How to do it — step by step:

  1. Gather: export the metrics into your single sheet and add a timestamped “last updated” cell.
  2. Normalize: confirm definitions with your validator so every number means the same thing each time.
  3. Fill template: paste current values and a one-line trend for each (eg, MRR +6% MoM).
  4. Draft: ask the AI to produce a short lead (trend + cause + ask) and the 5 metric bullets; edit for tone.
  5. Validate: have your validator check two headline numbers and the biggest narrative claim.
  6. Send: email + one-slide PDF. Include the one clear ask and record opens/replies.

What to expect:

  • AI first draft in minutes; final validated note in under 60 minutes if you stick to the flow.
  • Fewer investor follow-ups when you show trend, cause, and a single ask.
  • Catchable errors reduce to near zero with the two-check rule.

Worked example (quick):

Lead: MRR is $42k (+6% MoM) after improving onboarding; churn is steady at 3.2% and burn is $28k/month, giving ~7 months runway. We’re prioritizing retention experiments to extend runway and improve LTV. Ask: 20-minute check-in next week about hiring priorities.

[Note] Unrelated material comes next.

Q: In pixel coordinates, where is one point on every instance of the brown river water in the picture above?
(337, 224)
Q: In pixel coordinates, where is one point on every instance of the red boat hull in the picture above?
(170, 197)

  • MRR $42k (+6% MoM): onboarding changes raised paid conversions.
  • New users 320 (+12%): marketing test reduced CPL.
  • Churn 3.2% (flat): running in-app messaging tests.
  • Burn $28k/month: fixed costs trimmed via vendor renegotiation.
  • Runway ~7 months: sensitive to conversion dips; biggest 90-day risk = top-of-funnel slowdown.

Simple tip: set a 60-minute timer and follow the steps in order — it forces focus and keeps updates repeatable.